Battle of Marker 233
| Date | July 20, 1961 |
| Location | Garet Al Hamel |
| Result | Tunisian victory Recapture of marker 233; |

Belligerents
- Tunisia: French colonial empire

Commanders and leaders
- Abdallah el Abbab: Unknown

Strength
- Unknown: Unknown

Casualties and losses
- 19 soldiers killed: 60 soldiers killed 1 plane shot down 6 vehicles destroyed

= Battle of marker 233 =

The Battle of marker 233 took place on 20 July 1961, between Tunisian and French forces in the vicinity of Garet al Hamel.

== Background ==
Following the agreements of 17 June 1956, the French had granted the Tunisians the right to retake Fort Saint and the surrounding wells. However, this cut off the French troops from their water supply, which led to a deterioration in relations between France and Tunisia. These tensions escalated further in July 1961 during the Bizerte crisis.
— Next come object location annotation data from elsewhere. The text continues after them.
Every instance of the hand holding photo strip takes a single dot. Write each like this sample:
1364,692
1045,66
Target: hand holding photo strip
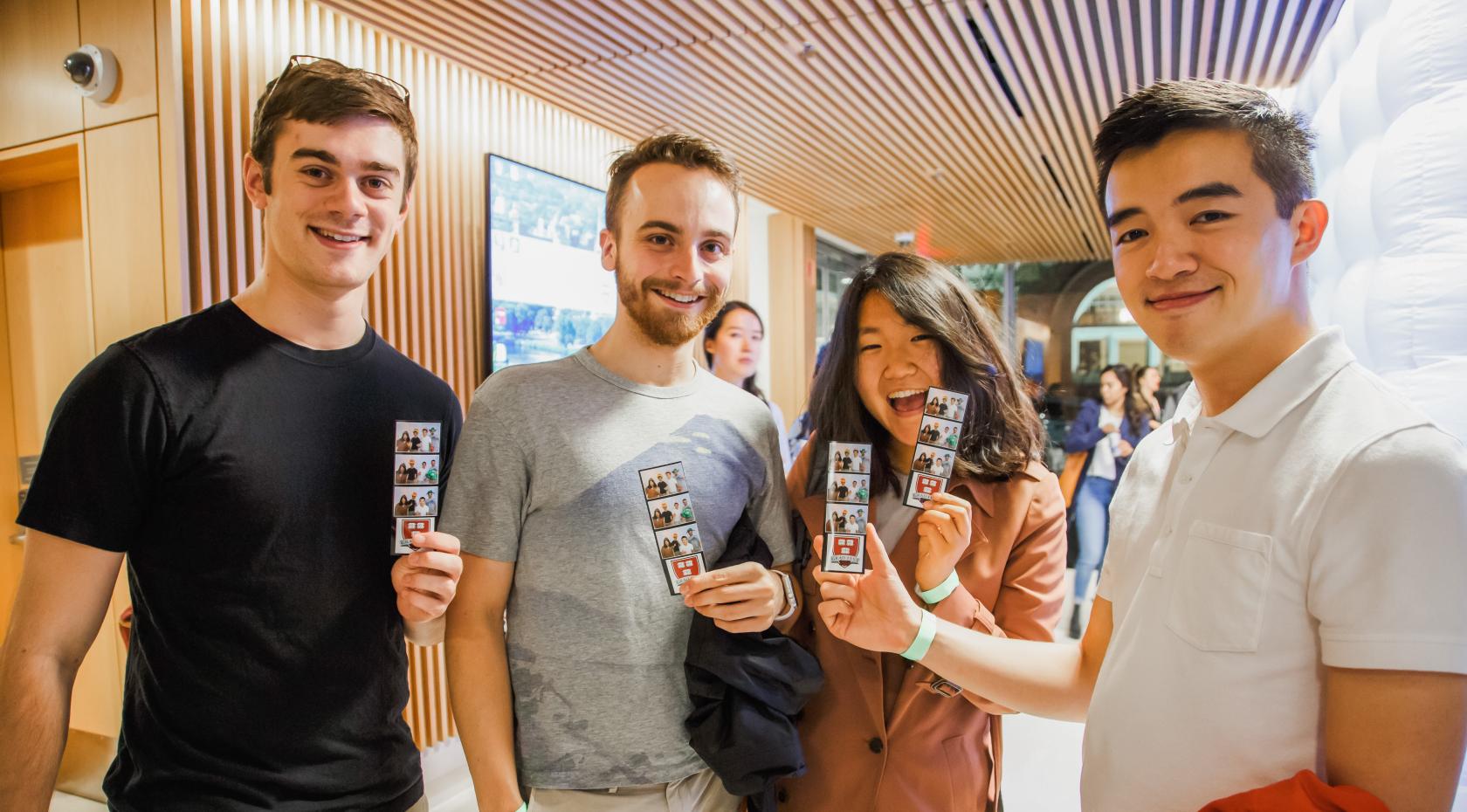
675,529
416,479
848,492
936,449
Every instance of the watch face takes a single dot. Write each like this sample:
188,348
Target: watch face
945,688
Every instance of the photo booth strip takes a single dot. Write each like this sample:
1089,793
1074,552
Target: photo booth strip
673,524
938,442
848,496
423,456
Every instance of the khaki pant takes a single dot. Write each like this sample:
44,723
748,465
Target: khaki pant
700,792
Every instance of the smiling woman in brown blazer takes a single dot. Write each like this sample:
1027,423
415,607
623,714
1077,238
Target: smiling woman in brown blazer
885,733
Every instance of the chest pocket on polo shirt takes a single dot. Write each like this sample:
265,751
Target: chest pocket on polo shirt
1221,582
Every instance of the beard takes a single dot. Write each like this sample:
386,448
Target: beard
666,328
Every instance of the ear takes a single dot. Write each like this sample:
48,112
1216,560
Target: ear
608,250
256,182
1309,224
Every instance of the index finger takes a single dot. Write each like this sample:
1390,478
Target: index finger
738,574
439,541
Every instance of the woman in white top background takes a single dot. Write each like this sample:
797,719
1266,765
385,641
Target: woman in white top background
1108,429
733,343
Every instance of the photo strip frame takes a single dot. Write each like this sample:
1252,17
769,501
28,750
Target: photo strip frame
848,496
416,458
673,524
938,442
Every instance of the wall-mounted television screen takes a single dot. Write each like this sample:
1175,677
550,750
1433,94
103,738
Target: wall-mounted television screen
548,293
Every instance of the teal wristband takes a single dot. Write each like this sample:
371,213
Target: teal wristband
936,594
925,635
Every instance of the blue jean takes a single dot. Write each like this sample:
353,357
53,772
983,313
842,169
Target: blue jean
1092,525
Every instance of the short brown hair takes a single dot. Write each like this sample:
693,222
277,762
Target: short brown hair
323,93
1281,140
1001,433
678,148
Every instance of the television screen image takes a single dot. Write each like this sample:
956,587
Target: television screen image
548,293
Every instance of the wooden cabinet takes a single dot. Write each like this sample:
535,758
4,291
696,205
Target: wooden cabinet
36,94
36,36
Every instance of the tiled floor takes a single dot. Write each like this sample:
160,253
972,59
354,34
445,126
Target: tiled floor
1040,773
1040,770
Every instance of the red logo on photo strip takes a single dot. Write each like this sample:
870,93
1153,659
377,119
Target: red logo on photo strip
927,485
845,546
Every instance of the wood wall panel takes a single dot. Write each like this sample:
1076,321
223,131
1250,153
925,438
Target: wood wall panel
427,298
125,229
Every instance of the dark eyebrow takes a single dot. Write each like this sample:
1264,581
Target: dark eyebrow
319,155
329,159
1124,214
1215,189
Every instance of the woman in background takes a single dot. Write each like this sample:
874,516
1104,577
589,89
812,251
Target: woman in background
1147,386
1106,429
731,347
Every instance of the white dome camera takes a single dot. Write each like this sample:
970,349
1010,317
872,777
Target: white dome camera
93,71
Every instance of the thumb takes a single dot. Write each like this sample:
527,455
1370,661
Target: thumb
876,553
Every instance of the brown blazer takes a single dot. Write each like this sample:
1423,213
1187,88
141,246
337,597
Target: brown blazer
878,738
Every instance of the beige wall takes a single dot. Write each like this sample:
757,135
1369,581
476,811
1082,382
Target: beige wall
168,229
81,251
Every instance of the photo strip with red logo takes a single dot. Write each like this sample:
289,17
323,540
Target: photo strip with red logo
848,497
936,449
673,525
416,479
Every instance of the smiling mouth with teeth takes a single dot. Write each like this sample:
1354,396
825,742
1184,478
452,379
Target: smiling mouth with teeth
679,298
338,237
907,399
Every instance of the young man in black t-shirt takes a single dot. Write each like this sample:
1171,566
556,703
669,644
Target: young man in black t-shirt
267,665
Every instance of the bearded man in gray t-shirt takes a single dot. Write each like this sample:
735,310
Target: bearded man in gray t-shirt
550,507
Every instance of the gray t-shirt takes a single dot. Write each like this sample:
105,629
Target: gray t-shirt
546,475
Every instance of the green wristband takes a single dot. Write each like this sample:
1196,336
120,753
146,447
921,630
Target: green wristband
925,635
936,594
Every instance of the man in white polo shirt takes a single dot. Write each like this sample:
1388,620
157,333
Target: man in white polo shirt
1283,588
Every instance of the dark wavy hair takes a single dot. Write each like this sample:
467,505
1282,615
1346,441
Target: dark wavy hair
1001,433
1281,140
712,332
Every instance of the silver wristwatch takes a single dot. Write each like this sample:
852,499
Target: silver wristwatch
789,597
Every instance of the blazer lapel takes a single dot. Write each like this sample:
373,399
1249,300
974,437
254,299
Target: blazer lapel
981,494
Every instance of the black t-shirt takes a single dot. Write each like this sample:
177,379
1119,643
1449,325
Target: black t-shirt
250,483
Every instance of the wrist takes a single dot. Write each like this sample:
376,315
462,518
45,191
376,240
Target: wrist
930,576
785,591
907,628
940,591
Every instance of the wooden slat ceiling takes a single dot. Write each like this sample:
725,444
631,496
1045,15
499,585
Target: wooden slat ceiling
966,122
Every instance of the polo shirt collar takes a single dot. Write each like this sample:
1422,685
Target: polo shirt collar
1288,384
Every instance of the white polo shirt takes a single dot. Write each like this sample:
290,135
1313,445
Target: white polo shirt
1320,520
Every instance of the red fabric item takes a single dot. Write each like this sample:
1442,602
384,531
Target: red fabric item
1302,794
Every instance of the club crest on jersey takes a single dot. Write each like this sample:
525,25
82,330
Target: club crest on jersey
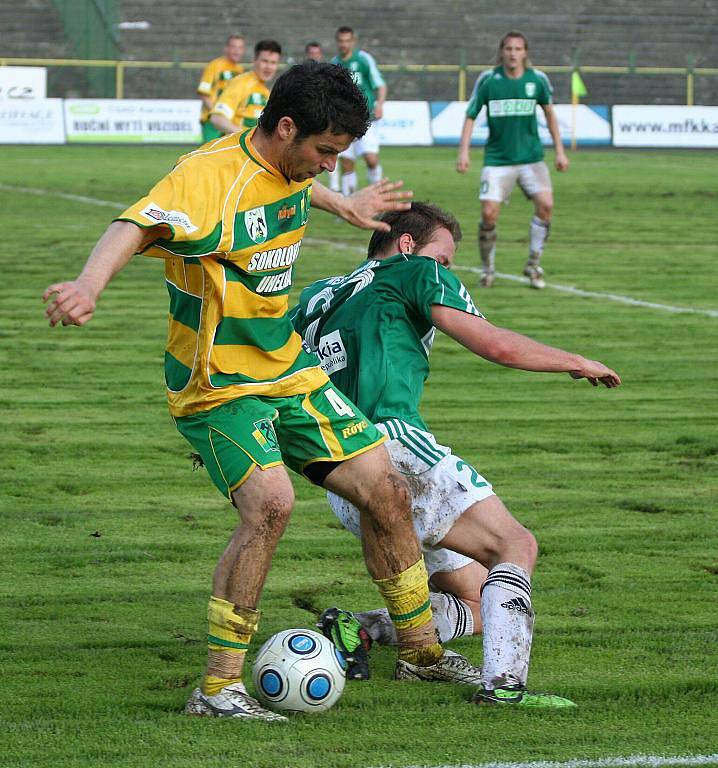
255,222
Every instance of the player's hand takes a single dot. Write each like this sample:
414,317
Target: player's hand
463,162
596,373
71,303
361,208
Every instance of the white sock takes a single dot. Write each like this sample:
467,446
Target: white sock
335,179
538,234
349,183
487,247
508,619
452,617
374,174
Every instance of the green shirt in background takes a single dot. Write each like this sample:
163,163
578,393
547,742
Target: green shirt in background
365,74
511,114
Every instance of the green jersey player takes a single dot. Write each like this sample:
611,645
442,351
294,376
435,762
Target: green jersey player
510,93
373,330
366,75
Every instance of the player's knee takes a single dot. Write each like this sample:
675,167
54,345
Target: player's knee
388,501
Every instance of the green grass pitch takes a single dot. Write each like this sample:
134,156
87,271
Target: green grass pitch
109,539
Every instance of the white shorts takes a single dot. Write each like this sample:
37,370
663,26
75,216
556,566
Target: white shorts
498,181
367,145
440,495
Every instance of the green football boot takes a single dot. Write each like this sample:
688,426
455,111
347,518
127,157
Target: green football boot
518,696
350,638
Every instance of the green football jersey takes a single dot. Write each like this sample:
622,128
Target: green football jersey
372,330
511,114
365,74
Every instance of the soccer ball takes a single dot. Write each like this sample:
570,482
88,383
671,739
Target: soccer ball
300,671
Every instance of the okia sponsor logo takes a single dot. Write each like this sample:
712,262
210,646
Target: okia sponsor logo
332,354
274,258
353,429
275,283
256,224
161,216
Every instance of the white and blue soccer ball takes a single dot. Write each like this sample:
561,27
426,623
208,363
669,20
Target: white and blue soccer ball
299,670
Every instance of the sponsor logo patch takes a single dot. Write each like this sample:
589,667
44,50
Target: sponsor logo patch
265,435
353,429
331,352
176,218
255,223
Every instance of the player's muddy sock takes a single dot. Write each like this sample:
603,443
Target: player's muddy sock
230,630
508,619
335,180
349,183
538,235
407,597
374,174
487,247
452,617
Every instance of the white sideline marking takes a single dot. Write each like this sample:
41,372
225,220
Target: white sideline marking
632,761
554,286
358,249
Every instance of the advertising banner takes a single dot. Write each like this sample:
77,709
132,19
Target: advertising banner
23,82
125,121
592,124
640,126
31,121
405,123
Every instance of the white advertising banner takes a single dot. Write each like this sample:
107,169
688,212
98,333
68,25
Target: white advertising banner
31,121
642,126
592,124
133,121
23,83
405,123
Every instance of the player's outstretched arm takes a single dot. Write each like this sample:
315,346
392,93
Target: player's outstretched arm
463,161
73,302
553,129
514,350
361,208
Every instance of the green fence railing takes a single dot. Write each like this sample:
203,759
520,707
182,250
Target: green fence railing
91,28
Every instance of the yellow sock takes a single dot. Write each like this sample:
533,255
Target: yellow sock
230,630
407,597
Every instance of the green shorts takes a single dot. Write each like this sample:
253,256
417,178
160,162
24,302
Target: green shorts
234,438
209,132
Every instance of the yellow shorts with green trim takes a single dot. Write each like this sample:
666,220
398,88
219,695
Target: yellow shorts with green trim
264,432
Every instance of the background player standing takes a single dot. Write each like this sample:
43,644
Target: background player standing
214,79
367,76
244,98
513,152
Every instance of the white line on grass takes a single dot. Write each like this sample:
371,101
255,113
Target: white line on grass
347,247
632,761
554,286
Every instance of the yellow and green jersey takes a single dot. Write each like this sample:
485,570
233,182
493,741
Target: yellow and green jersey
231,230
243,100
511,114
214,80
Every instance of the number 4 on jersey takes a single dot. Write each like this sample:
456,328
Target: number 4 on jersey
338,404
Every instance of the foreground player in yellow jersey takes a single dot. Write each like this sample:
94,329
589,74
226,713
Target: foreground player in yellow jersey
243,389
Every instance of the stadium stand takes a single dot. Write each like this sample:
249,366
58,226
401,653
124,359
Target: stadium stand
592,32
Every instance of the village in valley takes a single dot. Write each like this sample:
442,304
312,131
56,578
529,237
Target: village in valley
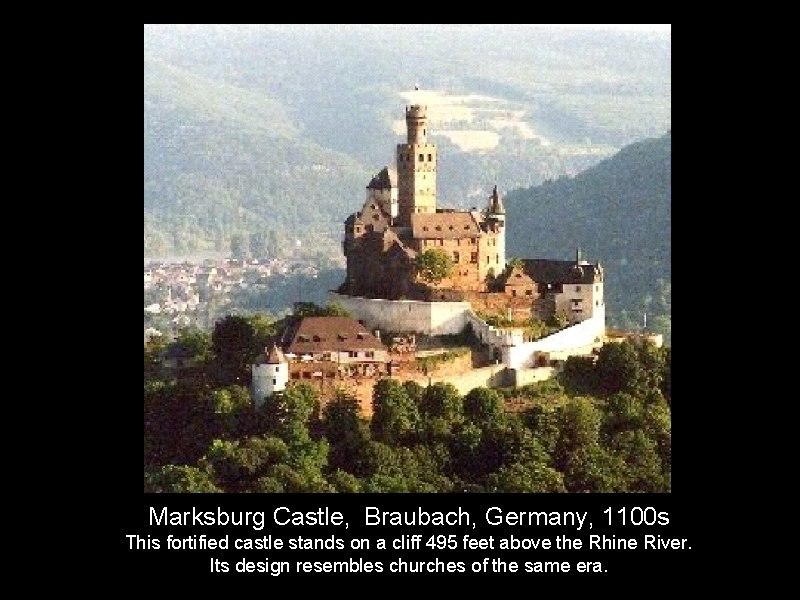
429,296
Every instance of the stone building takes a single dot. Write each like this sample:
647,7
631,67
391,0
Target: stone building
270,374
383,239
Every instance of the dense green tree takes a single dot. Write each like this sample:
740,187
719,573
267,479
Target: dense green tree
666,374
580,375
619,369
591,468
296,481
442,400
194,343
310,309
484,406
178,478
258,244
433,265
239,248
177,407
395,416
235,349
346,433
290,411
657,424
642,465
237,464
622,412
345,482
517,477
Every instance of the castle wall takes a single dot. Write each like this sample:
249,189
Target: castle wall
589,297
581,338
267,379
492,377
431,318
525,376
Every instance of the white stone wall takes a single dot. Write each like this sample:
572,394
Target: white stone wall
589,295
440,318
431,318
268,379
577,339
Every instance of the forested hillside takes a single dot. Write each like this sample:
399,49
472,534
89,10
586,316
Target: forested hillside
602,427
280,127
618,212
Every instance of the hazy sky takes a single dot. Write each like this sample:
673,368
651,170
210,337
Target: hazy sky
624,27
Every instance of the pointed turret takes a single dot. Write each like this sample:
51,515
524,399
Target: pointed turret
496,204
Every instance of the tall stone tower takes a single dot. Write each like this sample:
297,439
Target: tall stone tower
496,216
416,168
270,375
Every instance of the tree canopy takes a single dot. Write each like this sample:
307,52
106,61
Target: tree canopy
433,265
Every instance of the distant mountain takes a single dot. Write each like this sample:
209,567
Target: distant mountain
617,212
252,129
220,160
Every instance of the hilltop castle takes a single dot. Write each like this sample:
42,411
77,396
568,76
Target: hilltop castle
400,220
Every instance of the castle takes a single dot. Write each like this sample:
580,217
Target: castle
384,291
400,220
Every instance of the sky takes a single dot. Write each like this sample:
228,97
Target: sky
664,28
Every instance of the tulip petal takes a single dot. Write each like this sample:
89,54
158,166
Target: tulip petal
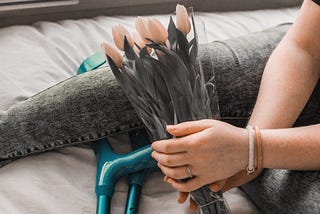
118,33
141,25
158,32
113,54
183,22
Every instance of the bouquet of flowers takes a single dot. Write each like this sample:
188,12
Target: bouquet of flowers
162,78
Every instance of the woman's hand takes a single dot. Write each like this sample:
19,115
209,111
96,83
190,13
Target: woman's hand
211,149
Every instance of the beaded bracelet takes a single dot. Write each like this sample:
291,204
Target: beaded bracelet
250,168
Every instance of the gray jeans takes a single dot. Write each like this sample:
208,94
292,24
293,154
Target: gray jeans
91,106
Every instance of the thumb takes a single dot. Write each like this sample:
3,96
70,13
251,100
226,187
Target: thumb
182,197
218,185
191,127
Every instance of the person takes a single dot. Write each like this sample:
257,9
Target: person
212,150
91,106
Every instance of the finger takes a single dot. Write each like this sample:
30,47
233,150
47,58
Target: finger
191,127
170,160
190,185
182,197
217,186
174,172
170,146
193,205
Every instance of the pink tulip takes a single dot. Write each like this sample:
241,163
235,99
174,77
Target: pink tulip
140,42
183,22
119,32
141,25
158,32
113,54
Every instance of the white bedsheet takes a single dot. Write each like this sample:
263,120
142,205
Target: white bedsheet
35,57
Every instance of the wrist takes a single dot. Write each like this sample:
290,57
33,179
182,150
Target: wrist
243,148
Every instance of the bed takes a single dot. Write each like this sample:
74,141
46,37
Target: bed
36,56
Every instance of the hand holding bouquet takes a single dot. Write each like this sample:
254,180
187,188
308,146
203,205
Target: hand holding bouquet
161,76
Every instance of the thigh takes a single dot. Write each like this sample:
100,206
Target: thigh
238,65
285,191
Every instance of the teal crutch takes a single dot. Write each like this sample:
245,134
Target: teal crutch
112,166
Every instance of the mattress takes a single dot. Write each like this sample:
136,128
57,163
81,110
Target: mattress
35,57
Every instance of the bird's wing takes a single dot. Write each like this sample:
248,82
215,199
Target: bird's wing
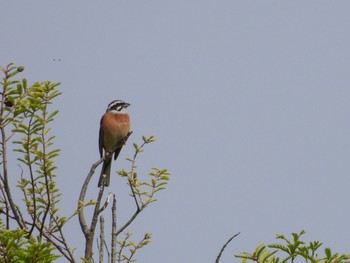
100,141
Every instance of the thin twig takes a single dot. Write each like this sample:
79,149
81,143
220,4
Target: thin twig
102,238
224,246
114,230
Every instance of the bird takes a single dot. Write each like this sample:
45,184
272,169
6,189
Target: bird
114,127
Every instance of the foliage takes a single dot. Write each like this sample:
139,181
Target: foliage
25,119
290,250
16,247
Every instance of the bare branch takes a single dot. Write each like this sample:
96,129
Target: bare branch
114,230
102,238
224,246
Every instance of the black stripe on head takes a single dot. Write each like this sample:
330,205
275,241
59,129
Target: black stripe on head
117,105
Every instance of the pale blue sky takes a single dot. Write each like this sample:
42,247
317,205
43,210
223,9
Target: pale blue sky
249,101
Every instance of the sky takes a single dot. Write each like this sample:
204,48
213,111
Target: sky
248,100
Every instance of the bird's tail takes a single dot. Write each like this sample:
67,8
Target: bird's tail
105,173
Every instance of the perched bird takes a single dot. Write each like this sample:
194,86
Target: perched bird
114,126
As a result, French forces advanced to the gates of Garet al Hamel with the aim of retaking marker 233.

== Battle ==
Tunisian forces, commanded by Abdallah el Abbab, successfully defended marker 233. During the fighting, they reportedly killed more than 60 French soldiers, shot down a plane, and destroyed six vehicles.

== Aftermath ==
Three days later, a ceasefire was issued by the Security Council, and Tunisian forces were called upon to withdraw from marker 233. However, French forces took advantage of the ceasefire to re-establish their presence in the surrounding area.